A pregnant mother who tested positive for COVID-19 transmitted the virus causing the disease to her prematurely born baby, UT Southwestern physicians report. Both were treated and recovered.

The case, detailed in an article published last month in The Pediatric Infectious Disease Journal, adds to a growing body of evidence that the SARS-CoV-2 virus can be transmitted in utero. It also underscores the importance of limiting COVID-19 exposure for pregnant women.

“Especially with the rising prevalence of the virus here in Texas, it’s very important to bring to the forefront this finding that mothers and infants can be affected by COVID-19, transmission can occur during pregnancy, and pregnant mothers need to protect themselves,” says Amanda Evans, M.D., an assistant professor of pediatrics specializing in infectious diseases at UT Southwestern and senior author of the paper. “We don’t know whether there are any long-term effects of COVID-19 infection in babies.”
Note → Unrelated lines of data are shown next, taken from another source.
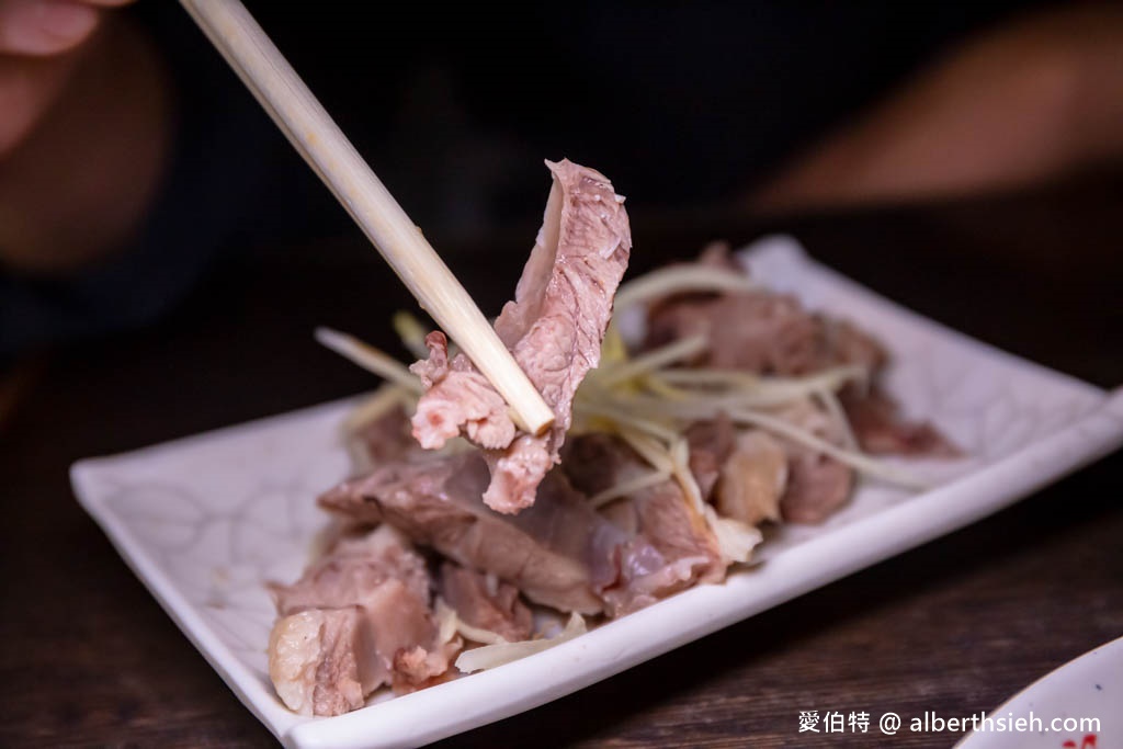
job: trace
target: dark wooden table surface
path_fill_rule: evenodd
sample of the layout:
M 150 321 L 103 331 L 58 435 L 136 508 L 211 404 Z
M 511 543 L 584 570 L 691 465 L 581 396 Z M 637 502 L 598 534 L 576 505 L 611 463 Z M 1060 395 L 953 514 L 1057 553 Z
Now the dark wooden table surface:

Although more than 20 million people around the world have been infected with SARS-CoV-2 – the virus that causes COVID-19 – data on how the virus affects pregnant women have been limited. An early study out of Wuhan, China, concluded that SARS-CoV-2 transmission from mother to baby was unlikely, since the researchers found no copies of the virus in any amniotic fluid, umbilical cord blood, or breast milk. But a handful of more recent studies have suggested there may be isolated instances in which such viral transmission does occur during pregnancy.